In the past, most companies stored their data in relational databases distributed across departments silos; e.g., marketing data and operations data were stored independently. For a while, that approach worked fine, as department separated projects and only accessed data within their own silos, sometimes with duplicates. However, as data analytics techniques have become more popular and accessible, analysts have been starting to request data across several departments, clashing against this restrictive model.
Today, with the rise of Machine Learning and Big Data (and variety being one of the key elements, (read more here), it has become more common to mix data from different departments to better analyse for deeper insights. This has even included leveraging publicly accessible data or datasets that expand across multiple companies. This, in turn, has decentralized distributed data storages, which now can commonly transverse organizations and beyond.
During this same time period, companies started to value their data more, even before it had any use. Data is volatile, so if not captured, it evaporates into thin air and disappears, forever. Concerned on this note, most companies starting capturing any kind of data, useful or not. This lead to a switch from ETL (extract, transform and load) to ELT (extract, load and transform). Since some data wasn’t immediately useful, it was stored in its raw, original format without transformation. Later, it was only transformed when there was a clear, intended purpose for it.
The combination of the two factors above gave rise to Data Lakes. A Data Lake is simply the computer equivalent of a hodgepodge. The data is unstructured and formats do not need to be consistent, even across the same sources, including several versions of the same dataset and duplicates. Metadata is usually scarce as the goal of a Data Lake is to store vast volumes and varieties of data hoping that it might be put to use one day.
As a result, fishing data from a Data Lake can be a daunting, repetitive task. Data analysts in charge of Data Lakes face the same questions over and over: is there any relevant data available? Is it accessible? Does it have this or that field? Can it be recovered? Are there different versions of the same dataset? Etc.
Facing these same consistent issues, analysts in return ask: what if we use machine learning and crawlers to automatically explore/discover and classify/put some order or own data inside of the (messy) Data Lake? This line of thought led to Data Catalogs and the natural next step: making data available as a service, or DaaS: Data as a Service.

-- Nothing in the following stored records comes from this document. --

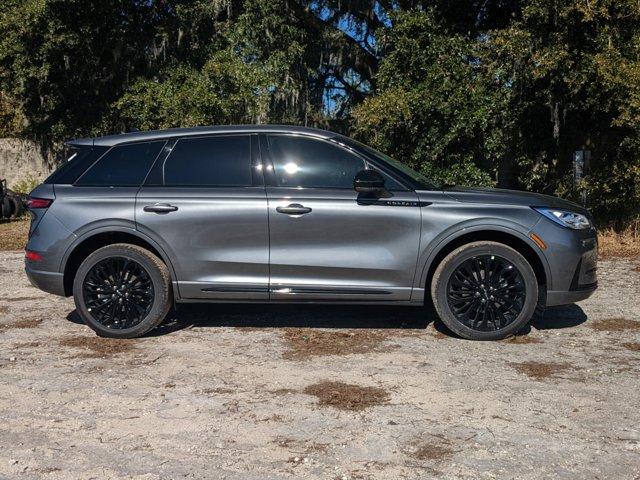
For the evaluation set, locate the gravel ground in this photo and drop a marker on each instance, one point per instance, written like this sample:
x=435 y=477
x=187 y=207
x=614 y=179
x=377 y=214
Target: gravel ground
x=263 y=392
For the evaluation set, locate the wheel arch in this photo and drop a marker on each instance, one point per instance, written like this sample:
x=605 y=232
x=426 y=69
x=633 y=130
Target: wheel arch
x=507 y=236
x=101 y=237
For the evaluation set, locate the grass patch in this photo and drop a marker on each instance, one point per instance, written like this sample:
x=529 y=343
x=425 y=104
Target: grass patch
x=22 y=324
x=97 y=347
x=615 y=325
x=541 y=370
x=344 y=396
x=626 y=243
x=14 y=233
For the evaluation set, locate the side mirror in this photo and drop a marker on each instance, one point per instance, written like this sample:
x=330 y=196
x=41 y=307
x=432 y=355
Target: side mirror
x=368 y=181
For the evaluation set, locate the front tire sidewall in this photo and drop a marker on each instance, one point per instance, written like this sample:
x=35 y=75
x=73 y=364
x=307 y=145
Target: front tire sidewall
x=450 y=264
x=159 y=278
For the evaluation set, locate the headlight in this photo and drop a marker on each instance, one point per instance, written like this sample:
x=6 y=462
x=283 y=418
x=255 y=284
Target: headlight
x=565 y=218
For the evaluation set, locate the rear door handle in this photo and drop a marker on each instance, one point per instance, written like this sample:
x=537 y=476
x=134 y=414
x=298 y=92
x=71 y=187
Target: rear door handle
x=160 y=208
x=293 y=209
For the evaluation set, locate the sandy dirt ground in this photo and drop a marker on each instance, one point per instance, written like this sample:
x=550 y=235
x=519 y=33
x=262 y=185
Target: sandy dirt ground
x=264 y=392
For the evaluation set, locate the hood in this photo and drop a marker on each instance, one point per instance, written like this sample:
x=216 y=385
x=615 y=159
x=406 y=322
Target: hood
x=510 y=197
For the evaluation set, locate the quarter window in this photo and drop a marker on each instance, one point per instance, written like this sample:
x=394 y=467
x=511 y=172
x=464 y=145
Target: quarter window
x=123 y=166
x=311 y=163
x=221 y=161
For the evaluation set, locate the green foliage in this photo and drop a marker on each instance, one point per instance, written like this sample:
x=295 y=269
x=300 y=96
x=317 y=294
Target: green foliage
x=431 y=111
x=225 y=90
x=476 y=92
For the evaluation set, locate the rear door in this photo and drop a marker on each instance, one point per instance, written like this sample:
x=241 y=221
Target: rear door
x=327 y=241
x=204 y=202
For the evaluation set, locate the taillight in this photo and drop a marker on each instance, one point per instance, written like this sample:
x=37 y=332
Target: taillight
x=33 y=202
x=33 y=256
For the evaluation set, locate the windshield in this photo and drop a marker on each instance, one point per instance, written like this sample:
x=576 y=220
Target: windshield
x=420 y=180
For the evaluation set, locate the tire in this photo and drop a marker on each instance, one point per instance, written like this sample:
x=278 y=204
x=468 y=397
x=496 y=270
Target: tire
x=144 y=292
x=479 y=309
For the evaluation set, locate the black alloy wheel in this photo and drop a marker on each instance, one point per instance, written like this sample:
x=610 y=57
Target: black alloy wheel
x=486 y=293
x=118 y=292
x=485 y=290
x=122 y=291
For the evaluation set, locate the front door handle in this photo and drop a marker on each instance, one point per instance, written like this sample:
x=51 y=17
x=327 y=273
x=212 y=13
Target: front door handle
x=160 y=208
x=293 y=209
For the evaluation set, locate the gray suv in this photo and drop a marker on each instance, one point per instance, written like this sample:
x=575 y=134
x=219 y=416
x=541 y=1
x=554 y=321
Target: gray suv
x=132 y=223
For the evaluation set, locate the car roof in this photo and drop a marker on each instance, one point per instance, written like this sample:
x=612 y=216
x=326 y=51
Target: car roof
x=111 y=140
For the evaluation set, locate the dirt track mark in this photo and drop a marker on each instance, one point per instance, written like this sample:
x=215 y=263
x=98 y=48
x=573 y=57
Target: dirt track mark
x=97 y=347
x=615 y=325
x=304 y=343
x=540 y=370
x=344 y=396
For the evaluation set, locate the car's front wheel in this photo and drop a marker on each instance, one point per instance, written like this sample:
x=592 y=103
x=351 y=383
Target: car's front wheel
x=485 y=291
x=122 y=291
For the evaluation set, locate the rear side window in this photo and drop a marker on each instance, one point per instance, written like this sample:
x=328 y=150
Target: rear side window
x=122 y=166
x=79 y=159
x=221 y=161
x=312 y=163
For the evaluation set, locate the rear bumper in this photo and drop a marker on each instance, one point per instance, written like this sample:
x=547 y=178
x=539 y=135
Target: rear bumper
x=50 y=282
x=555 y=298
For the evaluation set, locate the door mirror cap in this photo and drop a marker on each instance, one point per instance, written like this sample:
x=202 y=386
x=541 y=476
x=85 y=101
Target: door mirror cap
x=368 y=181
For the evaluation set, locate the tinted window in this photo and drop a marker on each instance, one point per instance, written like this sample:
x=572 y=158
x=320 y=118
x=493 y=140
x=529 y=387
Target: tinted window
x=307 y=162
x=222 y=161
x=78 y=161
x=124 y=166
x=390 y=183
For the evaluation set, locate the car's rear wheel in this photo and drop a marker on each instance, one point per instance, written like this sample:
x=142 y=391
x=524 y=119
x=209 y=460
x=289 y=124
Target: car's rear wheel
x=122 y=291
x=485 y=291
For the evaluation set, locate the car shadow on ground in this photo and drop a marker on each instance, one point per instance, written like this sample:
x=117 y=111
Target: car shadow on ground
x=330 y=316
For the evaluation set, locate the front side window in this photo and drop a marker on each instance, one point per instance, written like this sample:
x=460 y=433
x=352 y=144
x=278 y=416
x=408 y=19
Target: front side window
x=312 y=163
x=122 y=166
x=221 y=161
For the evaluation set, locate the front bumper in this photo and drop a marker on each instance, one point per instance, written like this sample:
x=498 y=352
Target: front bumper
x=50 y=282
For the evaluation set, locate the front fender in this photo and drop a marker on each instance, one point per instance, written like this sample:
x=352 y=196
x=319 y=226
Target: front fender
x=493 y=225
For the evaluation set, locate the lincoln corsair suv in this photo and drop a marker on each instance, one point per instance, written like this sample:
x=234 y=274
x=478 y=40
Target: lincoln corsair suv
x=132 y=223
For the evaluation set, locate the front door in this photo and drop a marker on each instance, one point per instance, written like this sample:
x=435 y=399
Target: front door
x=205 y=204
x=327 y=242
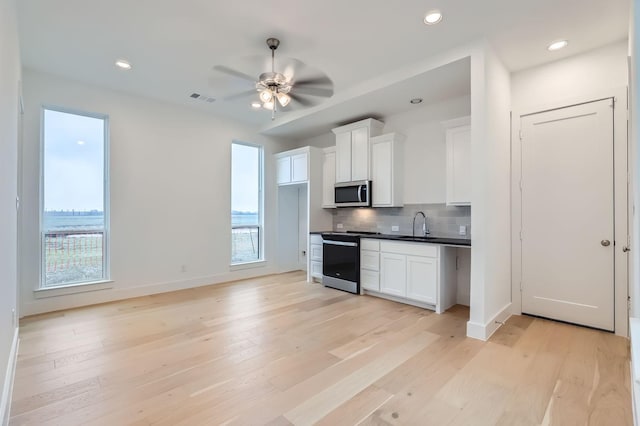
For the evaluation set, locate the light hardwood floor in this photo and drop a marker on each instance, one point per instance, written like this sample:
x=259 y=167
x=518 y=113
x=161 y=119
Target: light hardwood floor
x=279 y=351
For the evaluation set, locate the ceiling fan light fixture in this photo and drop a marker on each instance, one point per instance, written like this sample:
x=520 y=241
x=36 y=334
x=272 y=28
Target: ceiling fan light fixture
x=123 y=64
x=557 y=45
x=433 y=17
x=266 y=96
x=283 y=99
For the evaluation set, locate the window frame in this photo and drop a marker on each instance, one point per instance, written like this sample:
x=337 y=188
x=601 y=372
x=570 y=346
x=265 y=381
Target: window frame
x=74 y=287
x=261 y=190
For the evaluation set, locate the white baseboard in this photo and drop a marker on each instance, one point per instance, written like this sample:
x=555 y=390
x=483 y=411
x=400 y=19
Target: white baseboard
x=57 y=303
x=7 y=390
x=484 y=331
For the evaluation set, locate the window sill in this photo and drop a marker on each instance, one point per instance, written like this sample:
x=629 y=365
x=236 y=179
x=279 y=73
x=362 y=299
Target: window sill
x=64 y=290
x=247 y=265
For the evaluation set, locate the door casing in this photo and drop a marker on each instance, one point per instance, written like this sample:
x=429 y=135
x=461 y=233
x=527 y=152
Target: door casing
x=621 y=188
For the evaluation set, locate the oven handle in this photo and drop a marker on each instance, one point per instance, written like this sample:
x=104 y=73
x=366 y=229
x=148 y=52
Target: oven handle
x=340 y=243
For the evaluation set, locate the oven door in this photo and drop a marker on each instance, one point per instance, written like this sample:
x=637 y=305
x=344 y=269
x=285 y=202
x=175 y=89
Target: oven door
x=340 y=260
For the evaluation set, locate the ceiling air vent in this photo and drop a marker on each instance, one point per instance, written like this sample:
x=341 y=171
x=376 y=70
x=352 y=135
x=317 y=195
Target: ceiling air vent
x=203 y=98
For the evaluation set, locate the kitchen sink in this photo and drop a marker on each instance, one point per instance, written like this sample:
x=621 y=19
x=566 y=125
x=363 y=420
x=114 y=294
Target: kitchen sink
x=409 y=237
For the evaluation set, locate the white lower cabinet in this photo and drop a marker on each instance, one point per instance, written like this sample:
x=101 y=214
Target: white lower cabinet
x=393 y=274
x=415 y=273
x=422 y=279
x=370 y=280
x=315 y=256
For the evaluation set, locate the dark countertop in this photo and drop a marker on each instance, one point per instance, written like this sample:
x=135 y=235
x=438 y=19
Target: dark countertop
x=465 y=242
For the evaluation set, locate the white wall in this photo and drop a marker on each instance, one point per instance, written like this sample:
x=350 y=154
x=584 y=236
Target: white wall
x=424 y=147
x=634 y=153
x=170 y=192
x=9 y=78
x=490 y=298
x=591 y=72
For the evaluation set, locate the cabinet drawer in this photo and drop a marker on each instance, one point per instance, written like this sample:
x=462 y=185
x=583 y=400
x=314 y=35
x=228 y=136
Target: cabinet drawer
x=316 y=252
x=370 y=280
x=412 y=249
x=316 y=269
x=370 y=260
x=369 y=244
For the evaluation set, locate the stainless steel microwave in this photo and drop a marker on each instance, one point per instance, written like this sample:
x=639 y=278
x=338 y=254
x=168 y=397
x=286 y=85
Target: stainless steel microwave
x=353 y=194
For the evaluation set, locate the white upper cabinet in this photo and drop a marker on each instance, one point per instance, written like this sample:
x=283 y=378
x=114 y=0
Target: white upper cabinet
x=292 y=167
x=387 y=159
x=360 y=154
x=458 y=162
x=343 y=157
x=299 y=168
x=329 y=177
x=284 y=170
x=353 y=149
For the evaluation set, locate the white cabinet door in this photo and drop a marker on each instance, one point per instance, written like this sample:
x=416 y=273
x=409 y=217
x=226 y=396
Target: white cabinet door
x=370 y=260
x=343 y=157
x=382 y=173
x=316 y=269
x=360 y=154
x=284 y=170
x=329 y=179
x=422 y=279
x=315 y=252
x=370 y=280
x=459 y=166
x=299 y=170
x=393 y=278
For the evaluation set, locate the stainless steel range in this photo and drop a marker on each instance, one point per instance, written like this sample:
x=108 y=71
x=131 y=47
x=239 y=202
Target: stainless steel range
x=341 y=261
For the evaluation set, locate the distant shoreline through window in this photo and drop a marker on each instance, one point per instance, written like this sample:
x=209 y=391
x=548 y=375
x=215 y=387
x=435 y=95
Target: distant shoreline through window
x=246 y=203
x=74 y=213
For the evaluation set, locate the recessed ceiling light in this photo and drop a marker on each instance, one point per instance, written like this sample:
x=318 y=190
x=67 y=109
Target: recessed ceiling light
x=557 y=45
x=433 y=17
x=123 y=64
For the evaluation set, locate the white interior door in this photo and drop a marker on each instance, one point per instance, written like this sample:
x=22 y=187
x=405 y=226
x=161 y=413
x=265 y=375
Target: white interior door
x=568 y=214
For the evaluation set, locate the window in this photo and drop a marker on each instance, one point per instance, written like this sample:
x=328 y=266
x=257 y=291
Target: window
x=246 y=203
x=74 y=213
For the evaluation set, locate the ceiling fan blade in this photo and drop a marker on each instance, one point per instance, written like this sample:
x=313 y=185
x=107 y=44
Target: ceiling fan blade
x=234 y=73
x=322 y=80
x=239 y=95
x=313 y=91
x=301 y=100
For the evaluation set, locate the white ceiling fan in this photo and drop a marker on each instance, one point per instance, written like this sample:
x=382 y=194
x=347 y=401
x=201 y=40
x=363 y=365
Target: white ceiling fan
x=294 y=85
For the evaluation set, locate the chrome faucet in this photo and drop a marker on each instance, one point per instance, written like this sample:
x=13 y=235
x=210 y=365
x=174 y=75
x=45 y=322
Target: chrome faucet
x=425 y=232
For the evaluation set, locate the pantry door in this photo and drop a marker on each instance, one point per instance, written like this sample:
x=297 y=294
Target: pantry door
x=567 y=234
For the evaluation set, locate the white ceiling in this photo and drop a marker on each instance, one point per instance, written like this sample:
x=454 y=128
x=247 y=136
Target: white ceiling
x=174 y=45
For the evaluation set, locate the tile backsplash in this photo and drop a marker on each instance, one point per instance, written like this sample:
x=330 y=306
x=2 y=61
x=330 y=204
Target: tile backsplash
x=442 y=220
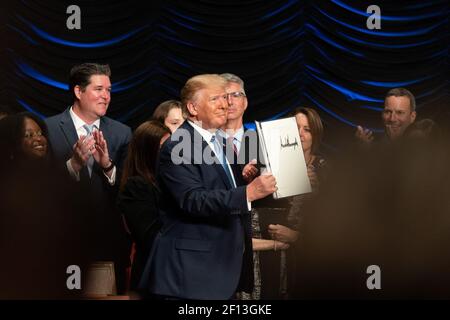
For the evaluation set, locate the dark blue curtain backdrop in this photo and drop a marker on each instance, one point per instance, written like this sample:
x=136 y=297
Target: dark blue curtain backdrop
x=289 y=53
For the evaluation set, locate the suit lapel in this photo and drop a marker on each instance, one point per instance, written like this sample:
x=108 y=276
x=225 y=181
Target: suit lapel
x=199 y=149
x=68 y=130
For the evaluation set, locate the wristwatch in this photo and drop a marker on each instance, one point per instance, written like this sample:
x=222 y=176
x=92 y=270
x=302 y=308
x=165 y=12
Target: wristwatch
x=109 y=167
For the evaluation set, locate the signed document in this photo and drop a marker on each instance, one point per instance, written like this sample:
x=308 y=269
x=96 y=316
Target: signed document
x=283 y=155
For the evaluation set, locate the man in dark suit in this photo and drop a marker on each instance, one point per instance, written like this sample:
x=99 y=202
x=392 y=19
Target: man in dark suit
x=200 y=249
x=93 y=148
x=398 y=113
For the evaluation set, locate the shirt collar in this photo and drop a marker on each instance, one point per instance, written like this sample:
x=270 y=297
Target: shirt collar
x=80 y=123
x=238 y=135
x=206 y=134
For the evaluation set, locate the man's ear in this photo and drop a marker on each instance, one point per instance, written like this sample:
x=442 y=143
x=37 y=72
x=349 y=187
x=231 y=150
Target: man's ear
x=77 y=91
x=192 y=108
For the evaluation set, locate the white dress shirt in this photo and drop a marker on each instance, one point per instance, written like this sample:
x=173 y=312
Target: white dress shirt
x=81 y=131
x=207 y=135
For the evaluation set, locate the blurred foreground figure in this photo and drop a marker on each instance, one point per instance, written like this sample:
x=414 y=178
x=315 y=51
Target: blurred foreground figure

Let’s face it: aviation is only one of the fastest industries when it comes to travelling, but not in regarding technology adoption rate. We are still far from general DaaS providers, but even at a slow pace, the industry is moving in the right direction. There is a premium on data platforms for aviation; Airbus and Boeing both have their own platforms as manufacturers alongside operators like Lufthansa or authorities like EASA. Even among all these proprietary platforms, there is still space for independent data platforms like DataBeacon. We hope that one day a common Data Catalog for aviation will be available and that all platforms can communicate and share data among each other.